This conversation will get my blood boiling in a New York minute. I recently posted a question on Google+ (link)
How do you know whether or not you can trust a Chrome App or Extension? For example there is an APP out there that seems to have modified my "file" manager offering to install some "services" from this fellow Tanaka. I'm sure he's a fine fellow but he has no obligation or compliance requirement that his code is not going to (a) steal my data and export is someplace else (b) steal my credential and send them someplace else.There were some typical responses that all sound like "if it hurts don't do it"; but frankly that's bullshit. The entire world has come to depend on free software of every kind. Many businesses exist only to serve or use free software.
Simply put the Chrome user base has absolutely no assurance that the software we are running is true, reliable and safe. Or do we? Ask yourself why Angry Birds needs access to my Contacts.
One fellow responded; "The code is on github". Phew that makes me sleep better. Since the compiled code is done somewhere else and the binaries are keyed and packaged on another system I feel so much safer. There is nothing to guarantee that the code on github is the code that was compiled and is executing on my computer and when I gave it permission to talk to ANY computer on my local and "the internet" I feel so much safer. (I hope you read my sarcasm).
He continued: "The permissions are justified". Well he's kinda right here but justified it the wrong word. Required would be more like it. It's kinda hard to deploy a network program if it cannot talk to the network. But since the security demands of this permission set is so low you can leak data at will.

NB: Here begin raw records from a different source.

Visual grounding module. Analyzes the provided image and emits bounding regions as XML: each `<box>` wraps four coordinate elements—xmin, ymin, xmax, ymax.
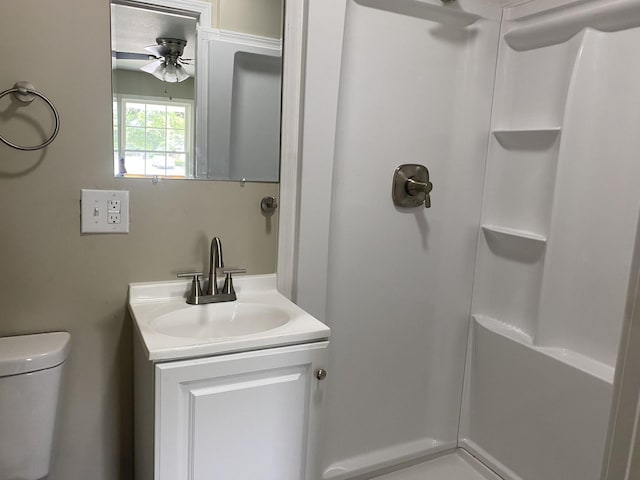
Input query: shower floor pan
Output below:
<box><xmin>373</xmin><ymin>450</ymin><xmax>500</xmax><ymax>480</ymax></box>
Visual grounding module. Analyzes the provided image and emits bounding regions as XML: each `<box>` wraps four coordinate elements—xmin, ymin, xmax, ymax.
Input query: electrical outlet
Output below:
<box><xmin>80</xmin><ymin>189</ymin><xmax>129</xmax><ymax>233</ymax></box>
<box><xmin>107</xmin><ymin>199</ymin><xmax>120</xmax><ymax>213</ymax></box>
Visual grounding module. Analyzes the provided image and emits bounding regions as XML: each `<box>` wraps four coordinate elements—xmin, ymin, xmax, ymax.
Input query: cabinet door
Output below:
<box><xmin>155</xmin><ymin>342</ymin><xmax>328</xmax><ymax>480</ymax></box>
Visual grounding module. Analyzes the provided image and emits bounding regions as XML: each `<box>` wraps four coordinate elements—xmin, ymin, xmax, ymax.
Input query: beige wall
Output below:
<box><xmin>0</xmin><ymin>0</ymin><xmax>277</xmax><ymax>480</ymax></box>
<box><xmin>211</xmin><ymin>0</ymin><xmax>283</xmax><ymax>38</ymax></box>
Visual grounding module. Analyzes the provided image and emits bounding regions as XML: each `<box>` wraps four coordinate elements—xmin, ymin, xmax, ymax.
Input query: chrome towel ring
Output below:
<box><xmin>0</xmin><ymin>82</ymin><xmax>60</xmax><ymax>152</ymax></box>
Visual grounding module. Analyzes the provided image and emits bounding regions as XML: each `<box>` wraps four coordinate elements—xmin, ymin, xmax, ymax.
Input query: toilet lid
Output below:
<box><xmin>0</xmin><ymin>332</ymin><xmax>71</xmax><ymax>377</ymax></box>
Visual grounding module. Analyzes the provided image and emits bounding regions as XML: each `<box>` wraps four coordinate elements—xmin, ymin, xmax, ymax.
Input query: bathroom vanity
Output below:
<box><xmin>129</xmin><ymin>275</ymin><xmax>329</xmax><ymax>480</ymax></box>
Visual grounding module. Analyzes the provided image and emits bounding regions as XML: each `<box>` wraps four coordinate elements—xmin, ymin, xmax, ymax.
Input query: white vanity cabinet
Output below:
<box><xmin>134</xmin><ymin>336</ymin><xmax>329</xmax><ymax>480</ymax></box>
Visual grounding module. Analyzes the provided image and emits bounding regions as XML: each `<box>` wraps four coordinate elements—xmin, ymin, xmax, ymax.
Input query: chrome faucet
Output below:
<box><xmin>178</xmin><ymin>237</ymin><xmax>246</xmax><ymax>305</ymax></box>
<box><xmin>207</xmin><ymin>237</ymin><xmax>224</xmax><ymax>295</ymax></box>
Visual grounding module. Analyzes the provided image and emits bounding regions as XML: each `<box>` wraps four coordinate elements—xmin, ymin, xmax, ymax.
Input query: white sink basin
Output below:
<box><xmin>151</xmin><ymin>301</ymin><xmax>291</xmax><ymax>339</ymax></box>
<box><xmin>129</xmin><ymin>275</ymin><xmax>330</xmax><ymax>361</ymax></box>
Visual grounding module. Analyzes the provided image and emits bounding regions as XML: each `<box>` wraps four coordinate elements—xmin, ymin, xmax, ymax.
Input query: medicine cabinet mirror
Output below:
<box><xmin>111</xmin><ymin>0</ymin><xmax>283</xmax><ymax>182</ymax></box>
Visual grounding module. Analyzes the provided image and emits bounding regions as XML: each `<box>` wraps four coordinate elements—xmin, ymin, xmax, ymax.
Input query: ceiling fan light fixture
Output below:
<box><xmin>142</xmin><ymin>38</ymin><xmax>194</xmax><ymax>83</ymax></box>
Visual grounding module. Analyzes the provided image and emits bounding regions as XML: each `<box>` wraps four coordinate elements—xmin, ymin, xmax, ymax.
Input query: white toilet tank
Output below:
<box><xmin>0</xmin><ymin>332</ymin><xmax>71</xmax><ymax>480</ymax></box>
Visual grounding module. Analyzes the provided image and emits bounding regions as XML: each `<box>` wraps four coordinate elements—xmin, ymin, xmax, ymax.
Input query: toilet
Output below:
<box><xmin>0</xmin><ymin>332</ymin><xmax>71</xmax><ymax>480</ymax></box>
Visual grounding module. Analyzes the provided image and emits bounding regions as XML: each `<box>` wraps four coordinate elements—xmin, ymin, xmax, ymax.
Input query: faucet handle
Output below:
<box><xmin>222</xmin><ymin>267</ymin><xmax>247</xmax><ymax>297</ymax></box>
<box><xmin>177</xmin><ymin>272</ymin><xmax>202</xmax><ymax>305</ymax></box>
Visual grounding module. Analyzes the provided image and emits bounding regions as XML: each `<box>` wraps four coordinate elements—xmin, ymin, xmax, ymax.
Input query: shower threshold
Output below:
<box><xmin>373</xmin><ymin>449</ymin><xmax>501</xmax><ymax>480</ymax></box>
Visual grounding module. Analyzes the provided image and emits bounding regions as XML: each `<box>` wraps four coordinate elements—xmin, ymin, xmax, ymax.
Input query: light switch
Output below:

Finally he said: "Tanaka is working upstream...". I do not know this person first hand. I did not go to school with him and I certainly do not sit around and chat code, politics, or religion. He might be a fine fellow but I'm pointing out the fundamental flaw. "We" clearly need a curated and blessed application store. That Tanaka has his own build process is meaningless. That his code is not reviewed for evil is BS. Google needs a way to bless apps and extensions.
This is more than the Cathedral and the Bazaar. The book should be renamed Cathedral, Bazaar, and the Underworld.

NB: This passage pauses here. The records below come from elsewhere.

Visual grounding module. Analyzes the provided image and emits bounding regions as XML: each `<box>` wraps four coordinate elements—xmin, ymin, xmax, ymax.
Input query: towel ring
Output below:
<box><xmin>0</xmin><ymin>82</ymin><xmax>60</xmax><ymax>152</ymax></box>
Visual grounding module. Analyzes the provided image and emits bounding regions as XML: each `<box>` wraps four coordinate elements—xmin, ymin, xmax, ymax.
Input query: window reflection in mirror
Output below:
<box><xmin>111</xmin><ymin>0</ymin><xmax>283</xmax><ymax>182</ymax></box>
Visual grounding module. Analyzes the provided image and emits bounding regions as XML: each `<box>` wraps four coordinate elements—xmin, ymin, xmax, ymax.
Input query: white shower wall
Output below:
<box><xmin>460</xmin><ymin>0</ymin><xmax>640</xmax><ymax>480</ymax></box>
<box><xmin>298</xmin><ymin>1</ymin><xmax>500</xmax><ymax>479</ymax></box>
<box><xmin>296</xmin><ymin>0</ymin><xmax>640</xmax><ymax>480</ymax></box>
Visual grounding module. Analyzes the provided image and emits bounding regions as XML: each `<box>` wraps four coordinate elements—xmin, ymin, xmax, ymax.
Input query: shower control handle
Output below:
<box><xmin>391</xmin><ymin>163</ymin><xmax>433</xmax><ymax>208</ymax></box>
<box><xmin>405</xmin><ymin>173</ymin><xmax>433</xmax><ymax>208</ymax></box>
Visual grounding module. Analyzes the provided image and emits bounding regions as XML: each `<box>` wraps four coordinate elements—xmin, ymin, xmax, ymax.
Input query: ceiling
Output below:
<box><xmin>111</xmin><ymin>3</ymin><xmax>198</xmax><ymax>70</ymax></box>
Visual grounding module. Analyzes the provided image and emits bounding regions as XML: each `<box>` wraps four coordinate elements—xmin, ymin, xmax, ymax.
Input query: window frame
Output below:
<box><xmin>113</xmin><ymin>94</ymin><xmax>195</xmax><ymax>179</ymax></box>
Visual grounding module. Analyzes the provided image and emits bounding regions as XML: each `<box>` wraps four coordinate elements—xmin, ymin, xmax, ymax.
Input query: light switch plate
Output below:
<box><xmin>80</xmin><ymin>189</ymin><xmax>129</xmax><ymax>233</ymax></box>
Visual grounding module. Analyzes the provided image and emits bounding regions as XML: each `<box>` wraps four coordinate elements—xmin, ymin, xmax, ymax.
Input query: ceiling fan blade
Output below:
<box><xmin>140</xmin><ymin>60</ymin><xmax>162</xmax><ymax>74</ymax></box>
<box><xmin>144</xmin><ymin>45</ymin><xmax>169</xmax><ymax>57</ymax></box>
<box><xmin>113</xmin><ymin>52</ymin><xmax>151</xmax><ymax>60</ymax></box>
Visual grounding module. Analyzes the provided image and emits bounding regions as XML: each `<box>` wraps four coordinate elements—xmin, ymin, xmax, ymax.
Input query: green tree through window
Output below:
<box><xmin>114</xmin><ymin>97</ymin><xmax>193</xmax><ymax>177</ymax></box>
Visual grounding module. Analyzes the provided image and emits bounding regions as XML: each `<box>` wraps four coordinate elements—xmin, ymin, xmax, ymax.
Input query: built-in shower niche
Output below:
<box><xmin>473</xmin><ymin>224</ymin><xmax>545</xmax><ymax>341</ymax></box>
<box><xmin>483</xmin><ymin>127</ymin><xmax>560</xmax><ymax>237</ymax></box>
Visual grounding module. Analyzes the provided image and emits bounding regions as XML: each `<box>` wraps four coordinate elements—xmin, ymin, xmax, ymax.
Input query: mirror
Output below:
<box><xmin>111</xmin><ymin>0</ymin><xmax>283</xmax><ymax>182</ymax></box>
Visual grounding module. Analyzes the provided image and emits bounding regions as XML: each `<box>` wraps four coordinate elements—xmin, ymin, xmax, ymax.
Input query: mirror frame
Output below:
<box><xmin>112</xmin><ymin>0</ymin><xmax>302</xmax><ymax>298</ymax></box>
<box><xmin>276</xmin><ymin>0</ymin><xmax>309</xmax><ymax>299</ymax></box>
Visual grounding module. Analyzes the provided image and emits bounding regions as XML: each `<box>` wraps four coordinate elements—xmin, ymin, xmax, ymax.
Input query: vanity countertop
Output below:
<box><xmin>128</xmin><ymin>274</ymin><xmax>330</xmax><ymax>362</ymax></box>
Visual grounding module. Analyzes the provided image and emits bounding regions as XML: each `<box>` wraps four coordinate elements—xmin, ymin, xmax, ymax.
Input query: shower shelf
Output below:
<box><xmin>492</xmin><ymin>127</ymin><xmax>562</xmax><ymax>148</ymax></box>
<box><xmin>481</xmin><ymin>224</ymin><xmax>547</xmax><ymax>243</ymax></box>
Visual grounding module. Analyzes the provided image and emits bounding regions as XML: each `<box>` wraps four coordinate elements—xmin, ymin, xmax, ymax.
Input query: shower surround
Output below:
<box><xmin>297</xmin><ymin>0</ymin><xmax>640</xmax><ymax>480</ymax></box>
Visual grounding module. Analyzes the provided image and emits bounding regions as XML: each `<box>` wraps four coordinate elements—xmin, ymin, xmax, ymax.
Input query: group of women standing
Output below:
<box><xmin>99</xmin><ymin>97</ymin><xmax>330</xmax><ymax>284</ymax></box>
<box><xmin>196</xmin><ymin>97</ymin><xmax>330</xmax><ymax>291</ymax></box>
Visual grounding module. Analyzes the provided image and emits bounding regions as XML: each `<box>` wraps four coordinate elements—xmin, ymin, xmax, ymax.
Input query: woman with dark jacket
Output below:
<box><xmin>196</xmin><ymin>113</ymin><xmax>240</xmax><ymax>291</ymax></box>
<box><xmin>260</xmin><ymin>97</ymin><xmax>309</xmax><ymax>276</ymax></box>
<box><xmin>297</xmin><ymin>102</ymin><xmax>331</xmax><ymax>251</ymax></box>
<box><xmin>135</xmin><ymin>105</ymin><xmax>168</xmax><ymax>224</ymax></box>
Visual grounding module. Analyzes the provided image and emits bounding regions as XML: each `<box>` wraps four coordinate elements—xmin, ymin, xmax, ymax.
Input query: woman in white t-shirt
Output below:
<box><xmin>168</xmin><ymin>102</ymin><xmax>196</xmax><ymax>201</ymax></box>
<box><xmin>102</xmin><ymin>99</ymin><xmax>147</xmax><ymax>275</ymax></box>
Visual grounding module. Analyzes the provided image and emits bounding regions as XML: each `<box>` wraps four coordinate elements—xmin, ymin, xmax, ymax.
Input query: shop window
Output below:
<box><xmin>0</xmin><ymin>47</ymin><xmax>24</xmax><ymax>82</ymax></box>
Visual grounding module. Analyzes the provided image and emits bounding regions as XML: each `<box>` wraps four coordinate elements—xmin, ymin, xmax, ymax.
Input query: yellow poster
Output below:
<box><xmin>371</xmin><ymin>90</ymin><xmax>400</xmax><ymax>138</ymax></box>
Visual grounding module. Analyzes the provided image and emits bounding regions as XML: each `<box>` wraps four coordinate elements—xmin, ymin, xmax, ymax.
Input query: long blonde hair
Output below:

By comparison; let me talk about the homebrew package manager. One of the interesting things about homebrew is that when it installs the requested packages; they are installed in user-space instead of root as many applications do. And the "recipes" in the system direct the build agent running on your computer how to build the application and which version of the source was the latest to be trusted. Of course trust being the operative word. Sadly if the package author and the package submitter are the same person then it is upon the homebrew owners to curate the source. The good news is that there is an alpha/beta channel and with any luck there is an informal code review, however, it's not a guarantee.
PS: if an app or extension needs access to the entire internet I should be able to flip a switch that limits the domains that it can talk to... maybe only my *.mydomain.com, apple.com, dell.com. This is not the same, but is similar, to prevent kids from surfing to whitehouse.com instead of whitehouse.gov. In my case I need to SFTP to a white-list of servers. Never the internet as a whole.